Les murs de la paroisse sont épais et Maura Delpero parvient à nous faire oublier l’extérieur. Le passé comme le futur sont deux entités mentionnées au mieux mais la parenthèse du présent, qui s’écoule péniblement dans ces couloirs hauts, sur cette allée extérieure gravie en secret, sur ce petit bout de toit qui renvoie à la liberté pour ces femmes presque prisonnières, perdure. Il s’étend et enferme le regard. La caméra semble s’être posée à l’ombre des icônes, fixant les allées et venues. Les corps des femmes se découpent du décor, sont immobiles, allongés, où se tordent brusquement dans un élan furieux. Les plans se détachent promptement les uns des autres, offrent un instant photographique calme et reposant dans ce tumulte.

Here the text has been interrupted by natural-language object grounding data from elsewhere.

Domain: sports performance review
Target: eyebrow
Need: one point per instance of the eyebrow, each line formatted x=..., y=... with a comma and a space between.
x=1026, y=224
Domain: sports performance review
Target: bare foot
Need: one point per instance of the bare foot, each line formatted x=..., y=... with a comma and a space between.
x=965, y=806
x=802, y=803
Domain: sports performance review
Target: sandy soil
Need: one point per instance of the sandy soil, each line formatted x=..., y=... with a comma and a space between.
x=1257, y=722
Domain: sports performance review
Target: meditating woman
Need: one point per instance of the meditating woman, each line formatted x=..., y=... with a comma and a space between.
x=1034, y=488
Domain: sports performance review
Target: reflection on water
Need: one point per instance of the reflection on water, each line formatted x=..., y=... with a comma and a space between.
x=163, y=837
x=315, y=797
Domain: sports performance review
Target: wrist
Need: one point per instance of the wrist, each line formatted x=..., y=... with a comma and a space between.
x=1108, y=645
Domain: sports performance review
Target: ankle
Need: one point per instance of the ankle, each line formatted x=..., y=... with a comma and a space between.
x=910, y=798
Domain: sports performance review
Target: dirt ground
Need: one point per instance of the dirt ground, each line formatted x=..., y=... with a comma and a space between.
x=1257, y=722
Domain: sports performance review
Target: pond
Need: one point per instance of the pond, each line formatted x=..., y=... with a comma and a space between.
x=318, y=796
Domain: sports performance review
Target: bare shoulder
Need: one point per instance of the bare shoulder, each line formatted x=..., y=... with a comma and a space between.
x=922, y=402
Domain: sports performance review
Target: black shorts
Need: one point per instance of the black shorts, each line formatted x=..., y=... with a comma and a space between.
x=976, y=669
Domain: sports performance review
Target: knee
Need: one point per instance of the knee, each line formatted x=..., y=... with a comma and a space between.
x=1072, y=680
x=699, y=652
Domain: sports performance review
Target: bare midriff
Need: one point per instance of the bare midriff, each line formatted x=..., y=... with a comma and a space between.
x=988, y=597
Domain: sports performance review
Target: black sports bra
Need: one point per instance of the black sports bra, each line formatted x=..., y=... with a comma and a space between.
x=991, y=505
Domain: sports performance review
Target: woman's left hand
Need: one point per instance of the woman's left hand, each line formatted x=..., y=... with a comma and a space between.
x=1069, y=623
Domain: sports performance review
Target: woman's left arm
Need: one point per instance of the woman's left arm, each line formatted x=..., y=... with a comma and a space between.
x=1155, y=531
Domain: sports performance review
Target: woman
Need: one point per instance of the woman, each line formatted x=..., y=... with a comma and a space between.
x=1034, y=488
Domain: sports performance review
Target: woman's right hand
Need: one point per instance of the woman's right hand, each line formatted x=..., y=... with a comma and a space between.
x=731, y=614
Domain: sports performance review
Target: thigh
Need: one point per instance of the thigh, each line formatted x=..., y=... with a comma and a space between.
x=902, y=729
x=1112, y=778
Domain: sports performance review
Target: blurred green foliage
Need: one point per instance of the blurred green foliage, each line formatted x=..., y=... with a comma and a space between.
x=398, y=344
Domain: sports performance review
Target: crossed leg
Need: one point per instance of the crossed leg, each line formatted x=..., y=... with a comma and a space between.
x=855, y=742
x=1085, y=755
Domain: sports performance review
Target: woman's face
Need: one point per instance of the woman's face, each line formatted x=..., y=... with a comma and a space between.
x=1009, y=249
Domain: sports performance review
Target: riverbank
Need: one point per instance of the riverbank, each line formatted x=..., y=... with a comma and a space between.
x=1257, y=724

L’auteure parvient à creuser des sujets profonds, comme le désir d’aimer, l’incapacité à le démontrer. Il y a dans les visages de ces femmes, des blessures profondes, des traumatismes et de la révolte. Les traits sont harmonieux malgré les émotions qui les animent. Cette oeuvre est infiniment féminine et intime. Seul le personnage de Michael aborde la masculinité, tel un espoir sur ce qu’attendent ces femmes des hommes : qu’ils soient là pour elles, et pour assumer les enfants à venir. Mais ces hommes sont de lointains échos et la réalité est autre. Ces femmes, ces actrices dont certaines sont de vraies mères du foyer, sont seules face à la brutalité du monde, qu’elles traversent avec leur regard d’adolescentes. La caméra à fait le tour, pousse Luciana, ses valises et le visage rond de sa petite fille hors du foyer. Elle se fixe un instant sur le visage de la jeune mère, où les yeux implorent, regrettent, haïssent et enfin, murmurent une dernière prière.